Your Tuesday Briefing

We’re covering the Taliban’s disputed claim to the Panjshir Valley and a sentence for a Belarusian opposition leader.

The Taliban claimed on Monday to have captured the Panjshir Valley, raising their flag over Bazarak, the last Afghan provincial capital not firmly under their control, even as opposition forces there said that they would fight on from the mountains.

The Taliban never managed to control Panjshir, a rugged area 70 miles north of Kabul, the last time they ruled Afghanistan, from 1996 to 2001. It was the launching point for the U.S.-led invasion after the Sept. 11, 2001, attacks on New York and the Pentagon.

Soviet forces, during their occupation of Afghanistan in the 1980s, made advances into the territory on at least nine occasions, only to be repelled each time.

Details: Taliban fighters posted images online said to be of militants raising the flag of the Islamic Emirate of Afghanistan, as the Taliban call the country, as well as of their forces talking to local leaders.

Uncertainty: The opposition group, the National Resistance Front, disputed the Taliban’s claim of having conquered the entire province, but conflicting accounts of what was happening on the ground were hard to verify because internet and telephone service into the region has been cut off.


A Belarusian court on Monday sentenced Maria Kolesnikova to 11 years in prison after a closed-door trial in Minsk, the capital.

Kolesnikova tried to run for president last year. She and her colleague, Maksim Znak, another opposition figure and a lawyer, were charged with extremism, conspiring to seize power illegally, and damaging state security. Znak received a 10-year sentence in a maximum security penal colony.

It was another sign that President Aleksandr Lukashenko was pursuing an unrelenting crackdown on dissent after an election widely condemned by many Western governments as a sham. An estimated tens of thousands of opposition supporters have fled Belarus since the crackdown began last year.

“This verdict is illegal and unfounded,” said the pair’s lawyer, Yevgeny Pylchenko, announcing an appeal. “It is not based on evidence. During the trial, neither their guilt, nor even the commission of the crimes imputed, was confirmed.”

Context: Kolesnikova became one of Belarus’s most prominent opposition leaders last year after the candidate, whose campaign she managed, was arrested and barred from running. She threw her support behind Svetlana Tikhanovskaya, who entered the race after her husband was also barred from running and put in jail. They and a third female candidate, Veronika Tsepkalo, drew tens of thousands of supporters to their pre-election rallies.
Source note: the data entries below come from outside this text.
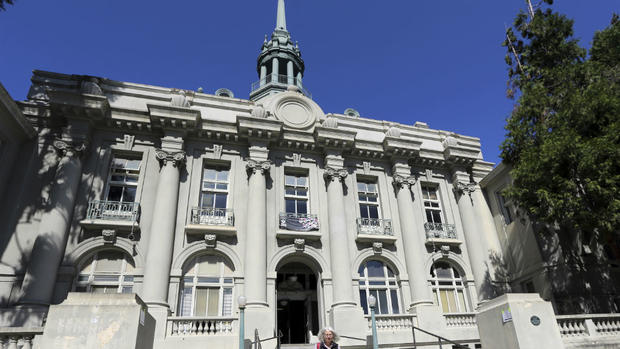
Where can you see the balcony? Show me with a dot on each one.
(441, 233)
(211, 220)
(299, 225)
(279, 81)
(114, 214)
(375, 229)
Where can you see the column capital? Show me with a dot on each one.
(256, 165)
(69, 148)
(465, 188)
(333, 174)
(177, 158)
(402, 182)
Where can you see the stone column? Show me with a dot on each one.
(161, 239)
(263, 74)
(345, 314)
(49, 246)
(289, 73)
(477, 247)
(413, 243)
(275, 70)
New Zealand announced on Monday that it would ease restrictions outside Auckland, ending a series of lockdowns that began in August.

Residents outside Auckland will be allowed to return to work and school, and the nationwide alert level will be lowered to Level 2 starting Wednesday morning, Prime Minister Jacinda Ardern said at a news conference.

Auckland, a city of around 1.7 million, will remain at Level 4, which means that everyone but essential workers must stay at home. Schools will reopen on Thursday morning.

Context: New Zealand is one of the last countries pursuing a so-called Covid zero strategy, enforcing severe restrictions on movement and activities. Other governments that have employed this strategy, including Hong Kong and Singapore, have said they may start loosening their measures.

Data: The average number of daily new cases remains relatively low, at 36, but New Zealand’s vaccination campaign has gotten off to a sluggish start: only 49 percent of the population has received at least one dose, below the 62 percent in the United States and the 72 percent in Britain.

Here are the latest updates and maps of the pandemic.

In other developments:

News From Asia

Piping plovers, an endangered bird species in the U.S., have a defender when they roam New York beaches: the plover patrol. Volunteers monitor the area, making sure that people stay away, keep their dogs off the sand and keep the chicks out of harm’s way.

Steven Pinker, the Harvard cognitive psychologist, has made the case for positivity in an uncertain age. Our Talk columnist asked him about his latest book, which takes on rationality.

Your new book is driven by the idea that it would be good if more people thought more rationally. What mechanisms would induce more people to test their thinking for rationality? Ideally there’d be a change in our norms of conversation. Relying on an anecdote, arguing ad hominem — these should be mortifying.

The most powerful means of getting people to be more rational is not to concentrate on the people. We achieve rationality by implementing rules for the community that make us collectively more rational than any of us are individually. People subject their beliefs to empirical tests.

Are there aspects of your own life in which you’re knowingly irrational? The answer is almost certainly yes. I probably do things that morally I can’t justify, like eating meat. I probably take risks that if I were to do the expected-utility calculation could not be justified, like bicycling. But nonetheless I enjoy bicycling.

What about love? There’s nothing irrational about love. Ultimately our values are neither rational nor irrational. They’re our values; they’re our goals.